Jungle Jim befriends a gorilla (Ray Corrigan) after rescuing it and its offspring from a ferocious lion. He names it Zimba. After this, he prevents Calhoun from getting to know the trail to Dzamm but gets captured by Rawling's followers. An empathetic Norina is in the midst of setting him free when she gets killed by Calhoun. Luckily, Jim's pet fowl Caw Caw unties his ropes and with that, the voyager breaks loose and knocks out some of Rawlings' men. However, he is left with no choice but to tell Rawlings the way to Dzamm when Li Wanna, who was finding Jim, gets captured.

They make it to the temple of Dzamm. While the criminals are busy raiding the priceless relics and other treasures, Zimba and his fellow gorillas attack the temple robbers, most of whom are killed. Captain Rawlings and his accomplice Wilson (George J. Lewis) manage to escape, holding Jungle Jim captive, but are killed by Zimba. Chot, who has been shot and mortally wounded, asks for forgiveness before he dies. With Rawlings and his fellow looters dead for good, order in Dzamm is restored.

==Cast==
- Johnny Weissmuller as Jungle Jim
- Myrna Dell as Norina
- Elena Verdugo as Li Wanna
- Joseph Vitale as Calhoun
- Ralph Dunn as Captain Rawlins
- Paul Marion as Chot
- Nelson Leigh as Zoron
- George J. Lewis as Steve "Whip" Wilson

==Production==
The working title for the film was Jungle Jim's Adventure. Myrna Dell was cast in September 1948.
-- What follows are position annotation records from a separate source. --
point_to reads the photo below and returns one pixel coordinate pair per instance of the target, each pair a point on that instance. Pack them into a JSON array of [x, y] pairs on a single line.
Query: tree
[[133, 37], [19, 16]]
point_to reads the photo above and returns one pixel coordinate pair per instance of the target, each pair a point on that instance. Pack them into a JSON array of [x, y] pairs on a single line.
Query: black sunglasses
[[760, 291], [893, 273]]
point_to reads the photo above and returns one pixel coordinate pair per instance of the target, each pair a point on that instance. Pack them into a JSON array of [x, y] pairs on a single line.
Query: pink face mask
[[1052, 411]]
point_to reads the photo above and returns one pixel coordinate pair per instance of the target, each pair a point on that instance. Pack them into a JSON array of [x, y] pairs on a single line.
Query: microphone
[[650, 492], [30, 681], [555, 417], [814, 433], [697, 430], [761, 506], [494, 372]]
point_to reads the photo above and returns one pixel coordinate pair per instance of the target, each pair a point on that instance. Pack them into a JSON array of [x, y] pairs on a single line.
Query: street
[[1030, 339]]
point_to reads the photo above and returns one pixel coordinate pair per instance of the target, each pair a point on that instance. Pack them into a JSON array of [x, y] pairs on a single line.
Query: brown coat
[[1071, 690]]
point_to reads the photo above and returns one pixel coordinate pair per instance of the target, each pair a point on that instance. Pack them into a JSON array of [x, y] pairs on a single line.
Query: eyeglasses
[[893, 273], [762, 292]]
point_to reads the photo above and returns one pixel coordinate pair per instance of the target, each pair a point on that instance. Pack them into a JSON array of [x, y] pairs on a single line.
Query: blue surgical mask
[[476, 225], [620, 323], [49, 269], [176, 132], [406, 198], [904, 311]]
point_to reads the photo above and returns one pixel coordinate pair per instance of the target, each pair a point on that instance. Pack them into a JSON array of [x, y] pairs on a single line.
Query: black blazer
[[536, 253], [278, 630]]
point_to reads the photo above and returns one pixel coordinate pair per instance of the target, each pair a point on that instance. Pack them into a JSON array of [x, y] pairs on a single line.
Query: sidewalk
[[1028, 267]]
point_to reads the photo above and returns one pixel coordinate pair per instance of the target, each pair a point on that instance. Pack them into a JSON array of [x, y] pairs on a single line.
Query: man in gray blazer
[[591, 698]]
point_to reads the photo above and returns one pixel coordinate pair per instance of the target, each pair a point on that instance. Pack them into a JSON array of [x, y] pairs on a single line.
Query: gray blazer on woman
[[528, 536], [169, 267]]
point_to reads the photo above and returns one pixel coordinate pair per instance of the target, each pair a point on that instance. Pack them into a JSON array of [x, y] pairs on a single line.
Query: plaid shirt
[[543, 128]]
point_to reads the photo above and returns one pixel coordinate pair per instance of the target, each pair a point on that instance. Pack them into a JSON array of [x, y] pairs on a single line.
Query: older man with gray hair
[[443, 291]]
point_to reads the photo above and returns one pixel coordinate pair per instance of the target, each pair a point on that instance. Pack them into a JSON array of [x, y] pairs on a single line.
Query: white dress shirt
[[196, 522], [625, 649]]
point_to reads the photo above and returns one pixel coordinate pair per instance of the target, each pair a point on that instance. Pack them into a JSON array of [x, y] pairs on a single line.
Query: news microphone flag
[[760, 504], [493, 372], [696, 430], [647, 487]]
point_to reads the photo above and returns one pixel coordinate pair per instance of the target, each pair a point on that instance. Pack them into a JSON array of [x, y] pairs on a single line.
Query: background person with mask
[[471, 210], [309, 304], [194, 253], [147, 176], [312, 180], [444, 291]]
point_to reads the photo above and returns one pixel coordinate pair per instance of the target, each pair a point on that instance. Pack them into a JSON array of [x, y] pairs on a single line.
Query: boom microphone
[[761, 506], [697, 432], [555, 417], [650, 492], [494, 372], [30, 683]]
The film features an array of animal actors, including a crow and a dog. Ray Corrigan portrays Zimba, Jungle Jim's gorilla friend, with the film being shot at his Corriganville Movie Ranch.

The film was directed by William Berke with assistance from Wilbur McGaugh. Sam Katzman was in charge of production for Columbia Pictures, while Arthur Hoerl and Don Martin wrote the screenplay based on a story by Hoerl. Ira Morgan signed on as cinematographer. The set decorator was Sidney Clifford. Mischa Bakaleinikoff headed the musical direction, and Aaron Stell edited the film. Principal photography officially began on September 8, 1948, and ended on September 20, 1948.

==Release==
The film was officially released in North American cinemas in May 1949.

The Motion Picture Herald commented that it was a "film providing a generous measure of the expected excitement", while a reviewer for the magazine Variety opined that it "will prove surefire entertainment for youthful filmgoers."

The Los Angeles Times called it "a veritable riot of unwitting comedy. It is probably one of the most ridiculous jungle features ever shown", adding that Weissmuller "needs to watch his waistline."